MySQL Advanced

MySQL high-level features in action

After mastering the addition, deletion, modification and query, if you want to make SQL queries efficient and easy to maintain, you often need to use some high-level features provided by MySQL. They can not only solve the embarrassment of traditional relational-database when facing semi-structured data, but also elegantly implement complex sorting and aggregation analysis.

This article selects two of the most commonly used features to explain in depth: JSON type (flexible storage of semi-structured data) and window function (efficient processing of analytical queries).


JSON type: use document model in relational-database

Many developers have complained: the "table" of relational-database is too rigid. All columns must have their types defined in advance. As soon as business requirements change,ALTER TABLE, the maintenance cost is not small.

Starting from MySQL 5.7, the native JSON data type was officially introduced; with MySQL 8.0, the log performance bottleneck of JSON fields was solved. It can be said that the JSON type is equivalent to a lightweight document database built into MySQL, making data persistence more flexible.

The JSON type mainly contains two structures:

  1. JSON object (similar to Python dictionary)

    {"name": "骆昊", "tel": "13122335566", "QQ": "957658"}
  2. JSON Array

    [1, 2, 3]
    [{"name": "骆昊", "tel": "13122335566"}, {"name": "王大锤", "tel": "13599876543"}]

Let’s look at the practical application of the JSON type through two classic scenarios.

Scenario 1: Multi-channel login information storage

Most current applications support multiple login methods such as mobile phones, WeChat, QQ, and Weibo, but they do not force users to bind to all channels. If you use traditional column design, you will either add a column for each channel (a large number of null values), or frequently modify the table structure, which is not a good solution.

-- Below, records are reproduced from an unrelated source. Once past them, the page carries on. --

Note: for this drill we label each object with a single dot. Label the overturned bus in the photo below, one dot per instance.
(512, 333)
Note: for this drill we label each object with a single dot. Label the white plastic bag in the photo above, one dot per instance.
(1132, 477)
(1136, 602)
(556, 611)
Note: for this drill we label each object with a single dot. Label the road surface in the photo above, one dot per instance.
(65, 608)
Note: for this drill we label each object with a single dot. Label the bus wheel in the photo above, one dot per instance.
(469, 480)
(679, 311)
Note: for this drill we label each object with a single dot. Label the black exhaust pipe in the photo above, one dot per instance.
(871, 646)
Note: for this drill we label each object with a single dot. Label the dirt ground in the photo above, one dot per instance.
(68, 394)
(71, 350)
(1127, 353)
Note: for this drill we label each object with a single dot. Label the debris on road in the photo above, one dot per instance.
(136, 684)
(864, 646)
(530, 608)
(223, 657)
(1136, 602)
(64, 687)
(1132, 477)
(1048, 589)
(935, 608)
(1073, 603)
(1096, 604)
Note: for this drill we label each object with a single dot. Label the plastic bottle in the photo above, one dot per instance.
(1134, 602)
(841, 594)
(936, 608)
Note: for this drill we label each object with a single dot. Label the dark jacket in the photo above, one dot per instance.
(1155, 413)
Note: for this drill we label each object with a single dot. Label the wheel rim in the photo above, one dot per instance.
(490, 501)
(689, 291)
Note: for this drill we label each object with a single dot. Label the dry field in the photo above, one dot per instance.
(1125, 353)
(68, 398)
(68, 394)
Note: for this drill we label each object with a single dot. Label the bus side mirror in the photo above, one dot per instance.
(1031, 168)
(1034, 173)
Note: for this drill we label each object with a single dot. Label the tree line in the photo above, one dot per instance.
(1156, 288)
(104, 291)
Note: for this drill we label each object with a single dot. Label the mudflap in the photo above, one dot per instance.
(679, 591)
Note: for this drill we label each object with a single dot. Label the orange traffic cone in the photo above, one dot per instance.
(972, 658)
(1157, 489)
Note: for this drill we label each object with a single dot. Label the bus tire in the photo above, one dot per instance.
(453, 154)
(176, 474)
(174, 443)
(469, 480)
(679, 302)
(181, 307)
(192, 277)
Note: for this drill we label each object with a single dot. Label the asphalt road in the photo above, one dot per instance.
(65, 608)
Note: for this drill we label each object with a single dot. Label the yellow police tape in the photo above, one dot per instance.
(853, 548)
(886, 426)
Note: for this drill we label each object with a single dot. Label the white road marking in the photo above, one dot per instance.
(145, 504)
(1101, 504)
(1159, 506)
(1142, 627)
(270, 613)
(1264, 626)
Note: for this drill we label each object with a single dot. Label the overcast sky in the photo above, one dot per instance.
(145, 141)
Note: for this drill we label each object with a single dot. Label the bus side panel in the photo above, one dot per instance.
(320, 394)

With the JSON type, it can be designed like this:

CREATE TABLE `tb_test`
(
  `user_id`    bigint unsigned,
  `login_info` json,
  PRIMARY KEY (`user_id`)
);

INSERT INTO `tb_test` 
VALUES 
    (1, '{"tel": "13122335566", "QQ": "654321", "wechat": "jackfrued"}'),
    (2, '{"tel": "13599876543", "weibo": "wangdachui123"}');

When querying the user's mobile phone number and WeChat ID, you can useJSON_EXTRACTExtract the value and passJSON_UNQUOTERemove the quotes. MySQL also provides->>Syntactic sugar makes it easier to write:

-- 标准写法
SELECT `user_id`
     , JSON_UNQUOTE(JSON_EXTRACT(`login_info`, '$.tel')) AS 手机号
     , JSON_UNQUOTE(JSON_EXTRACT(`login_info`, '$.wechat')) AS 微信 
FROM `tb_test`;

-- 推荐写法
SELECT `user_id`
     , `login_info` ->> '$.tel' AS 手机号
     , `login_info` ->> '$.wechat' AS 微信
FROM `tb_test`;

The result is as follows:

+---------+-------------+-----------+
| user_id | 手机号      | 微信       |
+---------+-------------+-----------+
|       1 | 13122335566 | jackfrued |
|       2 | 13599876543 | NULL      |
+---------+-------------+-----------+

Scenario 2: User portrait and tag system

Another great application is Profiling. We can store multiple tag IDs as JSON arrays, thereby avoiding the cumbersome "user-tag" intermediate table, and the query is also very flexible.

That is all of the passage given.